Our study has several limitations and future directions. First, it is important to note that the repressive effects we observed associating with LRIs are not always predictable. For example, while there is an overall mean reduction in expression levels for genes involved in LRIs compared with those involved in SRIs, some genes involved in LRIs are still expressed at appreciable levels. Thus, our findings support the implementation of future targeted analyses and downstream experimental assessments to improve our understanding of whether LRIs act as repressors or simply mark repressed loci. Second, we recognize that the distance cut-off for pCHi-C LRIs in this study and others can be rather arbitrary or highly dependent on the experimental design and quality of the data, such as the number of replicates used and the sequencing depth. We used a systematic approach to define LRIs based on the reliability of 1–2 Mb interaction distances, as assessed by their biological reproducibility concordance and interaction numbers. However, the extent to which the repressive effects we observed are specific to these distances is not yet clear. Furthermore, it is important to study these LRIs in a greater variety of cell types in order to evaluate their possible universal repressive role.

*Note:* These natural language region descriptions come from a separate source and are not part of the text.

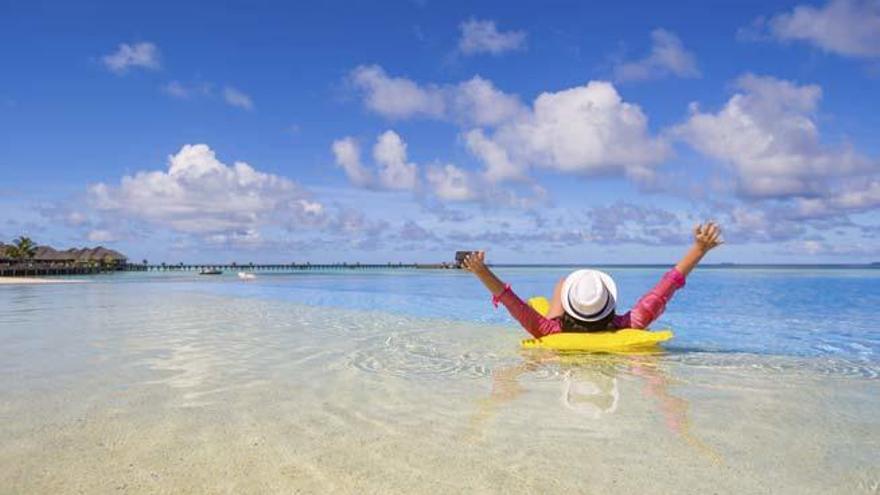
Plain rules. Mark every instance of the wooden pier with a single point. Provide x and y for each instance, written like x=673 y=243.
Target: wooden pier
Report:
x=48 y=270
x=292 y=267
x=37 y=270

In conclusion, in this study we investigated the role of LRIs in repressive mechanisms across preadipocyte differentiation. While there is much left to explore regarding the mechanisms through which LRIs act as gene and locus repressors, we provide insight into their differential roles in gene regulation relative to SRIs, and show that these interactions are likely key dynamic genomic regulators in adipogenesis.
Methods
Preadipocyte (PAd) cell culture
We grew human primary white PAd (ZenBio, lot L120116E) in PAd growth medium (PromoCell C-27410) supplemented with 1% Gibco Penicillin–Streptomycin (ThermoFisher 15,140,122). The cells were maintained in a 37-degree incubator with 5% CO2 during the culturing period. For the PAd pCHi-C and ATAC-seq, cells were grown to <90% confluency in two (pCHi-C) or four (ATAC-seq) biological replicates. For the differentiating PAd pCHi-C and ATAC-seq, PAd were grown to 100% confluency (7–10 M cells). We differentiated the PAd for 24 hours (Diff) using PAd differentiation medium (PromoCell C-27436) in two (pCHi-C) or four (ATAC-seq) biological replicates. For the 14-day time point (Adip), we used our previously published pCHi-C data [Citation19,Citation26] and created ATAC-seq libraries in four biological replicates.

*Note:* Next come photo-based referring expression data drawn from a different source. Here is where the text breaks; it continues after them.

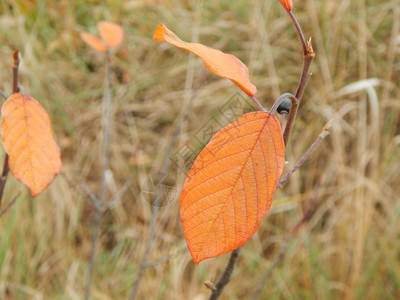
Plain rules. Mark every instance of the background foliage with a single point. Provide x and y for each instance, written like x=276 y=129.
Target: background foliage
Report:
x=350 y=246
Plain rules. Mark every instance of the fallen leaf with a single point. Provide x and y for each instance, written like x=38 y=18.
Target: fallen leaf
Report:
x=93 y=41
x=111 y=33
x=230 y=187
x=28 y=139
x=220 y=63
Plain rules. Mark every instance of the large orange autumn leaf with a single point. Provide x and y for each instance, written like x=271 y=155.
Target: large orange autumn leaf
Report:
x=222 y=64
x=230 y=187
x=28 y=139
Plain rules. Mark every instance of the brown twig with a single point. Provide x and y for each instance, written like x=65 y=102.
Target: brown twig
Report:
x=257 y=103
x=226 y=275
x=4 y=173
x=281 y=99
x=98 y=205
x=308 y=56
x=3 y=95
x=306 y=155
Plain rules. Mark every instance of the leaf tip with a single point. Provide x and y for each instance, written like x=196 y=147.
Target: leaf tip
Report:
x=159 y=33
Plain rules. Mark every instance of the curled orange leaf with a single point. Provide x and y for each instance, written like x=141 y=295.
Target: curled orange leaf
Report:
x=93 y=41
x=222 y=64
x=28 y=139
x=230 y=187
x=287 y=4
x=111 y=33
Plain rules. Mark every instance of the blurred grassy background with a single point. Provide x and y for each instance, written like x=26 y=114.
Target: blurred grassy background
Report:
x=350 y=246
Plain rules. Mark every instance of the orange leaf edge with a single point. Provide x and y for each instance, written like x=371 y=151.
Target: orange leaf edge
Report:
x=163 y=34
x=5 y=133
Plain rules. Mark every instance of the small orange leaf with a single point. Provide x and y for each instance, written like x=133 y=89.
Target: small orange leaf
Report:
x=111 y=33
x=93 y=41
x=27 y=136
x=230 y=187
x=287 y=4
x=222 y=64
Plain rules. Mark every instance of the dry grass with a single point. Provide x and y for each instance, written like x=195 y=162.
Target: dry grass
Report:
x=348 y=249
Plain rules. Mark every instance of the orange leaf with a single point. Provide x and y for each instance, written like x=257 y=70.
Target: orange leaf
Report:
x=93 y=41
x=27 y=136
x=287 y=4
x=111 y=33
x=230 y=187
x=222 y=64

Promoter capture Hi-C (pCHi-C) library preparation and sequencing
We fixed the nuclei and prepared the pCHi-C libraries in two biological replicates each of the PAd and Diff, as described previously [Citation19,Citation26]. The libraries were sequenced using paired-end sequencing on the Illumina HiSeq 4000, producing an average of 104 M ± 14 M reads.
pCHi-C computational analysis
To compare the PAd and Diff pCHi-C to the pCHi-C in fully differentiated adipocytes (Adip) [Citation19,Citation26], we down-sampled the previously published Adip pCHi-C libraries to the median of the PAd and Diff read depth (101 M) reads and reprocessed the data with the PAd and Diff data. We processed the sequencing data using the Hi-C User Pipeline (HiCUP) v0.5.9 [Citation27] as described previously [Citation19,Citation26]. The pipeline involves aligning the sequencing reads to the human hg19 reference genome, and then filtering the reads for experimental artefacts that are typical for pCHi-C. After read processing, we detected significant interactions using the Capture Hi-C Analysis of Genome Organization (CHiCAGO) software v1.1.1 [Citation17] using a CHiCAGO score threshold of 5 to define significant interactions. We filtered out inter-chromosomal interactions. To test the concordance in interaction calls between biological replicates, the CHiCAGO pipeline was run on each biological replicate separately. For the final dataset, we called interactions on both biological replicates together in each cell type separately. Based on our biological replicate concordance analyses, we filtered out interactions greater than 2 Mb. We also assessed the reproducibility of the significant interactions called by CHiCAGO by comparing to an alternative capture Hi-C interaction caller, Capture Hi-C ANalysis Engine (CHiCANE) [Citation18]. Starting from the processed reads, we merged replicates using the ‘weighted-sum’ option, and specified the Poisson distribution for modelling the expected read counts for the interactions. Multiple testing correction was done at the global level, rather than at the bait level.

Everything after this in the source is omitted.